Genome-wide association analysis identifies 27 novel loci associated with uterine leiomyomata revealing common genetic origins with endometriosis
Gallagher CS., Mäkinen N., Harris HR., Uimari O., Cook JP., Shigesi N., Rahmioglu N., Ferreira T., Velez-Edwards DR., Edwards TL., Ruhioglu Z., Day F., Becker CM., Karhunen V., Martikainen H., Järvelin M-R., Cantor RM., Ridker PM., Terry KL., Buring JE., Gordon SD., Medland SE., Montgomery GW., Nyholt DR., Hinds DA., Tung JY., Perry JRB., Lind PA., Painter JN., Martin NG., Morris AP., Chasman DI., Missmer S., Zondervan KT., Morton CC.

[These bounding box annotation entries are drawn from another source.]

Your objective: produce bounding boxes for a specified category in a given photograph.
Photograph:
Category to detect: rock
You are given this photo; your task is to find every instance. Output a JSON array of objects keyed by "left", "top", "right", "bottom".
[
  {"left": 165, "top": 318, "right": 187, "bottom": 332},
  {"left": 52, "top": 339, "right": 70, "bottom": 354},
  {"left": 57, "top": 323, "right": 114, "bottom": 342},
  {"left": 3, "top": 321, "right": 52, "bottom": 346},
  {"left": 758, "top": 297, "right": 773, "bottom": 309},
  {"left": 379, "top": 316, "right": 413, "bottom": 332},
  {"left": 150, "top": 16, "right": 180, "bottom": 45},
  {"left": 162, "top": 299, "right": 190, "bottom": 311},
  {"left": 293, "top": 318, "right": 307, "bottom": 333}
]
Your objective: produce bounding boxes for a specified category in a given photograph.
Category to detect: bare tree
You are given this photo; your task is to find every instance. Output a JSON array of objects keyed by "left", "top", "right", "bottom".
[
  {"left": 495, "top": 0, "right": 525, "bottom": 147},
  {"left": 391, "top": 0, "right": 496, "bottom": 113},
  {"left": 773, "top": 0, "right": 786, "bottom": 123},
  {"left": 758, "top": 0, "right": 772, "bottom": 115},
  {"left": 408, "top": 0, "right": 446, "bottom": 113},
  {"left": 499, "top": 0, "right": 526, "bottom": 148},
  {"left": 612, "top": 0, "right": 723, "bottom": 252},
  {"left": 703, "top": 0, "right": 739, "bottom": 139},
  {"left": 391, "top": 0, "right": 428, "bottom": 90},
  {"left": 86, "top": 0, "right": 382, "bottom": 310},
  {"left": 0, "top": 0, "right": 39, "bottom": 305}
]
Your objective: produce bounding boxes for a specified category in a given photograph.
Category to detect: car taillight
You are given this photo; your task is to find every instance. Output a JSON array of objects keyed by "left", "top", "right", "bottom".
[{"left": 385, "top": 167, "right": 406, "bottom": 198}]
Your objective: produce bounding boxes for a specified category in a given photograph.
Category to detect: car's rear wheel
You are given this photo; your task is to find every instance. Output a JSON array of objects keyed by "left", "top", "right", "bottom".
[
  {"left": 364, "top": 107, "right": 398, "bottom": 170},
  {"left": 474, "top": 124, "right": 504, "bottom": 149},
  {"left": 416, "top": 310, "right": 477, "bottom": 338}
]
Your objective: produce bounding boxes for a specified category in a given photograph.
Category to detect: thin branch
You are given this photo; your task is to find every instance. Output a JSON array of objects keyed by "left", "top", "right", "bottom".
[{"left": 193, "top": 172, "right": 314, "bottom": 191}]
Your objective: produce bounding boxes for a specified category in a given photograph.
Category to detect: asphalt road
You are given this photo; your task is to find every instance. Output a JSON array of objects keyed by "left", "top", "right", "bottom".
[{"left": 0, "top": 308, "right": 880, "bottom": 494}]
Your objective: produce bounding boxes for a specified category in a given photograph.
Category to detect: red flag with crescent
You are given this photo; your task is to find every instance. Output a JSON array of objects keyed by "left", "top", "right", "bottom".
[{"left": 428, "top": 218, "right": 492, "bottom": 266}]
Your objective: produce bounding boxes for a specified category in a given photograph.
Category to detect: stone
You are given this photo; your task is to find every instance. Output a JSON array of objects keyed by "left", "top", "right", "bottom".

Uterine leiomyomata (UL), also known as uterine fibroids, are the most common neoplasms of the reproductive tract and the primary cause for hysterectomy, leading to considerable impact on women’s lives as well as high economic burden1,2. Genetic epidemiologic studies indicate that heritable risk factors contribute to UL pathogenesis3. Previous genome-wide association studies (GWAS) identified five loci associated with UL at genome-wide significance (P< 5 × 10−8)4–6. We conducted GWAS meta-analysis in 20,406 cases and 223,918 female controls of white European ancestry, identifying 24 genome-wide significant independent loci; 17 replicated in an unrelated cohort of 15,068 additional cases and 43,587 female controls. Aggregation of discovery and replication studies (35,474 cases and 267,505 female controls) revealed six additional significant loci. Interestingly, four of the 17 loci identified and replicated in these analyses have also been associated with risk for endometriosis – another common gynecologic disorder. These findings increase our understanding of the biological mechanisms underlying UL development, and suggest overlapping genetic origins with endometriosis.